Yes — using the WooCommerce REST API (Consumer Key/Secret generated in WooCommerce → Settings → Advanced → REST API), Make.com can create, read, update, and delete orders, products, and customers. A common pattern: a logistics aggregator confirms delivery via its own webhook or API, and Make.com then calls the WooCommerce REST API to update that order’s status to “Completed” — which in turn fires Recipe 2 and Recipe 4 automatically, completing the automation loop in both directions.
The payment gateway plugins (covered in the WooCommerce plugins guide) handle the payment side and update the WooCommerce order status accordingly (typically to “Processing” once payment is confirmed). That status change is exactly what fires the order.updated webhook this guide uses — so the gateway plugin and this automation work together naturally: the plugin changes the status, WooCommerce’s webhook reports the change, Make.com acts on it.

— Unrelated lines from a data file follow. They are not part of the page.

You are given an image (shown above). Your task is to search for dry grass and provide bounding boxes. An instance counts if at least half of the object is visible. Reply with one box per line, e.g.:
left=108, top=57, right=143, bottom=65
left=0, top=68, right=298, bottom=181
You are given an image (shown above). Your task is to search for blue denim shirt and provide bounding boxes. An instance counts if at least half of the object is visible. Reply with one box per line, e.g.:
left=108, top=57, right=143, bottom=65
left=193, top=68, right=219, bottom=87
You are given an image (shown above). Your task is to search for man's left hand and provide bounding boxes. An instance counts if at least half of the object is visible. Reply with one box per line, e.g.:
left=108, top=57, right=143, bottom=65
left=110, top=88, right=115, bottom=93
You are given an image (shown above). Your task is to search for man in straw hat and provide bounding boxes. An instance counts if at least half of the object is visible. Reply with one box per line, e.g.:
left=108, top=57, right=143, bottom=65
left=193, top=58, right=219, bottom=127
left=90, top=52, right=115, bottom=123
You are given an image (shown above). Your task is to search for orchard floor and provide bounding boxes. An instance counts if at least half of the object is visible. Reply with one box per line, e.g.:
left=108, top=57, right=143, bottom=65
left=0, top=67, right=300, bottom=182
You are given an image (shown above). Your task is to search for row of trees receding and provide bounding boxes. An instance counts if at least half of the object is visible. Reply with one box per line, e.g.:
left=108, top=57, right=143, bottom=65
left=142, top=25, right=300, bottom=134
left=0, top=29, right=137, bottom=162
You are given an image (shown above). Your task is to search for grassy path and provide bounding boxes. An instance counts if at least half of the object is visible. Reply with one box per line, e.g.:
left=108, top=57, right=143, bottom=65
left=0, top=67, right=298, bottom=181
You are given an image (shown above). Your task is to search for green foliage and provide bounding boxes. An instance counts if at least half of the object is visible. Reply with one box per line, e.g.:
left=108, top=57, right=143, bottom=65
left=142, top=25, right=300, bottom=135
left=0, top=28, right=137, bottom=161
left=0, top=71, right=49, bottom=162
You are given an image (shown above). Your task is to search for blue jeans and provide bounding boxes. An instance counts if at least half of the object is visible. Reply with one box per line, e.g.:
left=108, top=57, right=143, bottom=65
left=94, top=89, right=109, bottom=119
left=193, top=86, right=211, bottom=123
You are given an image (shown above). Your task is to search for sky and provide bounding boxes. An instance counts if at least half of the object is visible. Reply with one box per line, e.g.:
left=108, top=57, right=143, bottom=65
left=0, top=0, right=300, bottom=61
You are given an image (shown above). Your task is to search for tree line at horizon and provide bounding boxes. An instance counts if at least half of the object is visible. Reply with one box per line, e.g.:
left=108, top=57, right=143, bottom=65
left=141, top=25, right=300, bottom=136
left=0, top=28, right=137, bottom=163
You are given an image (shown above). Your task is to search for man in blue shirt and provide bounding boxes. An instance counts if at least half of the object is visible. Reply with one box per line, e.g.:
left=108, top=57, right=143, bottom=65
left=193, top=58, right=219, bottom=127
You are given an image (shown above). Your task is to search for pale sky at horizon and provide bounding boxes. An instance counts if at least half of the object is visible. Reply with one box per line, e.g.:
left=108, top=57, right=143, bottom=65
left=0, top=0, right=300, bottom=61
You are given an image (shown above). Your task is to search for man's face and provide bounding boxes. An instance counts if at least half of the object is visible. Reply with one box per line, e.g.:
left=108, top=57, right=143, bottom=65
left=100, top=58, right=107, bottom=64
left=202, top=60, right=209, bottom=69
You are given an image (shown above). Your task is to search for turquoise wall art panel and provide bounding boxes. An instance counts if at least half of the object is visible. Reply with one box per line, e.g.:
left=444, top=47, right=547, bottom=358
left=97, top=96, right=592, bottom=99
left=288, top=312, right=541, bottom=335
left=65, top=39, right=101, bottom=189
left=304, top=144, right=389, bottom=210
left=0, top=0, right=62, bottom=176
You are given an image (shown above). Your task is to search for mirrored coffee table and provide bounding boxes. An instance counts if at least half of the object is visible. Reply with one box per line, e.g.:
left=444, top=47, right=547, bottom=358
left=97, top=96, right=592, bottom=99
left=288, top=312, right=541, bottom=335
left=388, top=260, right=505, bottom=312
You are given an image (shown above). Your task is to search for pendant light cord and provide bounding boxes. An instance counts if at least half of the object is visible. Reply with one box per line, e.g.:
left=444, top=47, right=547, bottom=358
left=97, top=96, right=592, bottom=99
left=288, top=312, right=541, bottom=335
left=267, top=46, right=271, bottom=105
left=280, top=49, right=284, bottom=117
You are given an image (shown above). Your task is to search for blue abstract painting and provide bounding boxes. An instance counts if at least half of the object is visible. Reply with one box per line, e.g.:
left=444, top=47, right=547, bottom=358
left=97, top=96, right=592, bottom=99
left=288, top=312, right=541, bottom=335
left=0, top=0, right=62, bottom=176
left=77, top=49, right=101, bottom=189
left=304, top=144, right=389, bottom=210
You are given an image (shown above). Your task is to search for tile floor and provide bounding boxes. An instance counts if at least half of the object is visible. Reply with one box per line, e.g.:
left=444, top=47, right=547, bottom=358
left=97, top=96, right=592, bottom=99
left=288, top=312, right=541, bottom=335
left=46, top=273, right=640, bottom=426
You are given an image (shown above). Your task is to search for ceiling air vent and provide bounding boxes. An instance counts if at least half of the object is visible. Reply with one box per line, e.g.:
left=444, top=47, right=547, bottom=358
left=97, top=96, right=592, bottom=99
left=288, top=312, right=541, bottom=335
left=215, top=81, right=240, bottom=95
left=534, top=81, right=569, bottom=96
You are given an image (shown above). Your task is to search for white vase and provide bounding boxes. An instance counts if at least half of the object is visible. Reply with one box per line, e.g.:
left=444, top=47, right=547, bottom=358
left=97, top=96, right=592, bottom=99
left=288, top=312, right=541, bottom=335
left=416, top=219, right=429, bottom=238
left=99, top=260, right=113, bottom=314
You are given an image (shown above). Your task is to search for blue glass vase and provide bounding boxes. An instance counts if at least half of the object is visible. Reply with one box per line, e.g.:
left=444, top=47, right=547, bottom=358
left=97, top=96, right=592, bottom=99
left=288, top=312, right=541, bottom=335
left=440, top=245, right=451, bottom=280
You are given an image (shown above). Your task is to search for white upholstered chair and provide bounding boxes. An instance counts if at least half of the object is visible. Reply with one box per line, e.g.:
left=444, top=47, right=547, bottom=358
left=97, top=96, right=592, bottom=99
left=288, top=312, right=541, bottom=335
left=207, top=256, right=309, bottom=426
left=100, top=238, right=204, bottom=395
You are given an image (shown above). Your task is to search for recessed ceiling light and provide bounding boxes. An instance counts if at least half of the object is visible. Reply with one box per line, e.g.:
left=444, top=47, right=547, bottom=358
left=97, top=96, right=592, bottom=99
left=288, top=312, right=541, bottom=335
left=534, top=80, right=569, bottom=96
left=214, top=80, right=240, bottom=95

WooCommerce doesn’t impose a meaningful limit on the number of webhooks for typical store sizes — you can have separate webhooks for order.created, order.updated, product.updated (useful for stock-level automations), and more, each potentially pointing to different Make.com scenarios if you prefer to keep automations separated by purpose rather than building one large scenario with many filters and branches. Either approach (one scenario with branches, or multiple focused scenarios) works — choose based on what’s easier for you to maintain and debug.
Recipe 1 (order logging with line-item detail) is the foundation — get that working first, including signature verification once you’re past initial testing. From there, Recipe 2 (completion notifications) and Recipe 4 (accounting sync) both branch off the same order.updated webhook with different status filters, so adding them is incremental once the first one is solid. Recipe 3 (on-hold alerts) is independent and can be added any time it’s useful for your payment mix.
Combined with the Paystack and WhatsApp automations from earlier in this series, this completes the operational core: payment confirmed → order logged → customer notified → status tracked through to completion → books updated — all without manual re-entry at any step.